Gender differences in some aspects of sexuality among Croatian adults  

Nekić M.
University of Zadar, Department of Psychology, Zadar, Croatia

Human sexuality includes three important concepts: sexual-esteem, sexual-depression and sexual-preoccupation. Snell and Papini (1989) define sexual-esteem as positive regard for and confidence in the capacity to experience one's sexuality in a satisfying and enjoyable way. Sexual-depression is defined as the experience of feelings of depression regarding one's sex life and finally sexual-preoccupation is defined as the tendency to think about sex to an excessive degree. The results from Snell and Papini's (1989) initial study revealed considerable similarity between men's and women's sexual-esteem tendencies.
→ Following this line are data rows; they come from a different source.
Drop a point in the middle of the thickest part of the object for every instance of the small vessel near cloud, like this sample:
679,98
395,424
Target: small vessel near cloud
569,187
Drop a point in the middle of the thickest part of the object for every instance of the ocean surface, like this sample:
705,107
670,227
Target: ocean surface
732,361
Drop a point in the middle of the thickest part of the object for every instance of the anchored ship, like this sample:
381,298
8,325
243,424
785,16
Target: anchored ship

Analyses revealed a significant gender effect only for the sexual-preoccupation subscale, with males reporting higher levels of sexual-preoccupation than females. Some interesting results about gender differences were reported in studies which examined sociosexuality (person’s inclination to engage in sexual intercourse in the absence of strong emotional commitment to his/her partner). The purpose of the present contribution is to present the results of a study designed to examine some aspects of sexuality and gender differences among young and middle aged adults. Therefore, the first aim was to examine gender differences in sexual-esteem, sexual-depression, sexual-preoccupation and sociosexuality, while the second aim included analysis of relation between examined variables. The 101 participants (48 males and 53 females) in this research filled out The Sexuality Scale (Snell & Papini, 1989) and The Sociosexual Orientation Inventory (Simpson & Gangestad, 1991). Results of this study showed expected differences in some aspects of sexuality among male and female participants. Males show higher tendencies in sexual-preoccupation and more comfort with engaging in casual sex than female participants.